É sobre inovação de base e a ideia de que os produtos funcionam melhor quando são das mesmas pessoas que são. Não se trata apenas de oferecer um estilo de vida em que podemos fazer o que queremos, mas de onde podemos fazer o que precisamos - sem a implicação que todos precisam fazer. Não se trata apenas de preencher um nicho no mercado, mas oferecer às pessoas uma maneira de criar mudanças que o mercado pode não conseguir por si só.

Trata-se de integrar diferentes tradições: não apenas de fazer produtos, mas de fazer arte e coisas que podem não ser passíveis de serem comercializadas. É sobre o encontro de papéis tradicionalmente masculinos e femininos tradicionalmente, para tornar a inovação mais empática e voltada para o ser humano, além de trazer inovação para o cuidado.

Trata-se de uma ideia e prática em contínua expansão, criando canais entre pessoas, recursos e comunidades onde antes não existia, para continuar apoiando novas conexões e inovações seguindo a justiça social e a igualdade de oportunidades.

É sobre abertura e honestidade - fazendo a tecnologia certa, em vez de alta tecnologia. E pensando não apenas nas coisas que fazemos, mas também no desperdício que fazemos.
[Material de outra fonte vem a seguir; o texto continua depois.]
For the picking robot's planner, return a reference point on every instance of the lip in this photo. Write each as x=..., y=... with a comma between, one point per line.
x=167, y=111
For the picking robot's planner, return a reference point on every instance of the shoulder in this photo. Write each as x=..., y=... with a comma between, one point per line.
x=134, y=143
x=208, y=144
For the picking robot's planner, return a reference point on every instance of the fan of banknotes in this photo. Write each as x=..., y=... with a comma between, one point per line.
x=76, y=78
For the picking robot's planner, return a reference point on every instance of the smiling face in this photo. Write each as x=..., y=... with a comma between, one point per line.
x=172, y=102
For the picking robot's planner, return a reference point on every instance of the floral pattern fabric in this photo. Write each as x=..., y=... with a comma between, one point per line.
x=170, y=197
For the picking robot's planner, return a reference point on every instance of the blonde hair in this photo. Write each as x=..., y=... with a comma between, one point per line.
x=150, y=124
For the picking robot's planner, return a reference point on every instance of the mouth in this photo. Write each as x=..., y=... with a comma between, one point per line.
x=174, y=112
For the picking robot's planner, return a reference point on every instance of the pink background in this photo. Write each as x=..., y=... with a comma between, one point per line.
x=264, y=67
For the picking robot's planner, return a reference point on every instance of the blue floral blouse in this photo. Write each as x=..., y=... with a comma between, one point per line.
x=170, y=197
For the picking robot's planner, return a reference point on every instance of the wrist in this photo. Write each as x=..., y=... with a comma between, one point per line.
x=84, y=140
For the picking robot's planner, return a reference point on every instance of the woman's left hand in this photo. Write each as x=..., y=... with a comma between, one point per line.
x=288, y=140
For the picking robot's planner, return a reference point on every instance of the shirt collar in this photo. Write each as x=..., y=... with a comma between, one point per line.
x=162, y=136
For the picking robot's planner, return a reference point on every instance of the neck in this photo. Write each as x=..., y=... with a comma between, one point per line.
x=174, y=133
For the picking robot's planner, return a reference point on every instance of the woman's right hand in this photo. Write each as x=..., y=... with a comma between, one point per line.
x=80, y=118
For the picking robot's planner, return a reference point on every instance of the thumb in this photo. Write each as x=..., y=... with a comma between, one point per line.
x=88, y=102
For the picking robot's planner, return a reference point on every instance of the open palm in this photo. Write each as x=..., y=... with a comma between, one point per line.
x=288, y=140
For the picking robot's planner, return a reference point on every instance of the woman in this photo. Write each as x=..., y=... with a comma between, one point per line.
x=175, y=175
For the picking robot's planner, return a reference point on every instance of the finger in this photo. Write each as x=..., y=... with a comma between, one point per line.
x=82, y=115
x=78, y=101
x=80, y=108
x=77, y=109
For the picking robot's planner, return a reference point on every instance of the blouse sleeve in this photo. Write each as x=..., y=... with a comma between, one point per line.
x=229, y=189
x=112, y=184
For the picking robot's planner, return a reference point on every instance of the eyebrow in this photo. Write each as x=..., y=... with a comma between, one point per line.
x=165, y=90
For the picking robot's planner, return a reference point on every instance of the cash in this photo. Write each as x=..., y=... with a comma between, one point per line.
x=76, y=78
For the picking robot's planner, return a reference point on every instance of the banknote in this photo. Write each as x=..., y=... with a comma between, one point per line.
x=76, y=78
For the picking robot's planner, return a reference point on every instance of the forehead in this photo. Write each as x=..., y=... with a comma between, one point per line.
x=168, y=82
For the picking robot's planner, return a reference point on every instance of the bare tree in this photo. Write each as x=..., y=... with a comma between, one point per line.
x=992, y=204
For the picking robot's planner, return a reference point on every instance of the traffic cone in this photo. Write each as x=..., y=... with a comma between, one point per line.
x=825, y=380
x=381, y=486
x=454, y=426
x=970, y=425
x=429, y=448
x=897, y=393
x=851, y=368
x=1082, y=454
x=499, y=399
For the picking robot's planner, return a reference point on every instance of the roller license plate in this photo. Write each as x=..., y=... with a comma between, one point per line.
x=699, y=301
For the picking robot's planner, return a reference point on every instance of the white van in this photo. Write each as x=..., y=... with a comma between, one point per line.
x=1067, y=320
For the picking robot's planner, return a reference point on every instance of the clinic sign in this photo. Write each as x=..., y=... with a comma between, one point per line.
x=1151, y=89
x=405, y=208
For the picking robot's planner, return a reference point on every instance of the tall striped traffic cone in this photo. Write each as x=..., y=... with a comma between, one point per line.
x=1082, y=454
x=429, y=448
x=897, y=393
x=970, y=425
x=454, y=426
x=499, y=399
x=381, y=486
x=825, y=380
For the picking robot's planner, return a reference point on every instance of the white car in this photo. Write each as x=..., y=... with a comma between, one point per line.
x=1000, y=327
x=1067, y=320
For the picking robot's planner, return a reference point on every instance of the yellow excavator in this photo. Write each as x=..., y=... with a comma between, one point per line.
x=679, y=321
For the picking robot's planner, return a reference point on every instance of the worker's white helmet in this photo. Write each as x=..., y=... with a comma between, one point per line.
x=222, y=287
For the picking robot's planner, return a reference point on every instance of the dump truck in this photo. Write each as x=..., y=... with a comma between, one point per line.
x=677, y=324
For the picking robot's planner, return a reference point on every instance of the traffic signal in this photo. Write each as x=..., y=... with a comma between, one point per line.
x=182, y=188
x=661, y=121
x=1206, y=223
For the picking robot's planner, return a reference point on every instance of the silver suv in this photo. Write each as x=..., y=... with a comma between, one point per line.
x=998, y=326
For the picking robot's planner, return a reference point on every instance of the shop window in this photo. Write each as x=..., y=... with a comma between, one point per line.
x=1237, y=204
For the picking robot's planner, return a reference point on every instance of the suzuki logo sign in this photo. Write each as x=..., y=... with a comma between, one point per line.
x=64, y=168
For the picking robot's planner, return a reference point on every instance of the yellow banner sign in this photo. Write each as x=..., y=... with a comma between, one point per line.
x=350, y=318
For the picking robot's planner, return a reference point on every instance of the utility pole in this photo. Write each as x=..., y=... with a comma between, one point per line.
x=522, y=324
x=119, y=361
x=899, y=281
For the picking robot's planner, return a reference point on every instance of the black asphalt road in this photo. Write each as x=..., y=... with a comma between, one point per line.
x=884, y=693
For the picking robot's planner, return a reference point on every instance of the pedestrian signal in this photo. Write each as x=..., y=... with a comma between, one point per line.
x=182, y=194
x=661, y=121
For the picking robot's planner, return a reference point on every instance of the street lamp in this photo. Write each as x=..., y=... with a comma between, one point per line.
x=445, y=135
Em resposta a Spencer Wright, não se trata de ser amador, mas de disposição para ser amador, de trabalhar em novas mídias e disciplinas e de experimentar.

Não se trata apenas de fazer coisas, é fazer comunidade, fazer a diferença e criar um mundo mais justo, aberto e colaborativo.


Mas isso sou só eu. O que significa para você? É algo que você se identifica? Vamos continuar falando sobre onde está o Making e para onde queremos ir. Juntos, talvez possamos chegar lá.

Obrigado a Mikhaela Dietch, Frankie Devanbu e Saba Mundlay por leituras antecipadas; e obrigado a todos aqueles citados ou entrevistados. Ícones em imagem característica por Arthur Schmitt através do Projeto Noun.